Intanto sono già arrivati i primi feedback dai lettori: “La pagina sta servendo, perché in tanti mi scrivono per un consiglio o commentando: non ci avrei mai pensato. Questo è importante per me, significa che oggi riflettono su qualcosa su cui prima non si sarebbero soffermati. Un esempio?
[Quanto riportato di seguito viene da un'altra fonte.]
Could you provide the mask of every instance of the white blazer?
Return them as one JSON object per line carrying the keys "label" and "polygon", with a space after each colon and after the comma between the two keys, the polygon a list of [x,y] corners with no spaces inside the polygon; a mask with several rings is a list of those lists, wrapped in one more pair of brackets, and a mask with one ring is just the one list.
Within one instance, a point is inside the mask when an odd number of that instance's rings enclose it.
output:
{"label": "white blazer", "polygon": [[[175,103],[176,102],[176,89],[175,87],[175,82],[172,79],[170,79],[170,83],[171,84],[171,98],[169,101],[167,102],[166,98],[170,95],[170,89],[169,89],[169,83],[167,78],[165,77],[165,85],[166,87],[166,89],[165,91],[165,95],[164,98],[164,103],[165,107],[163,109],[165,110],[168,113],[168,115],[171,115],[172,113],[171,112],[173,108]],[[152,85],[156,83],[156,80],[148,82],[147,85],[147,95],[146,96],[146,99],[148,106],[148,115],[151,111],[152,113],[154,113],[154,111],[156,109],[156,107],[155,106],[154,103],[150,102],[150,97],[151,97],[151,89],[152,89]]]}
Le barriere architettoniche, o le stesse difficoltà che queste malattie comportano”.

Però per Claudia è anche importante che non venga negata la tristezza, che spesso e intensamente accompagna la vita delle persone affette da patologie rare. “È anche giusto essere tristi, dire: sto male. Ricordandosi, comunque, che siamo belli con le nostre diversità. Io ci credo davvero”.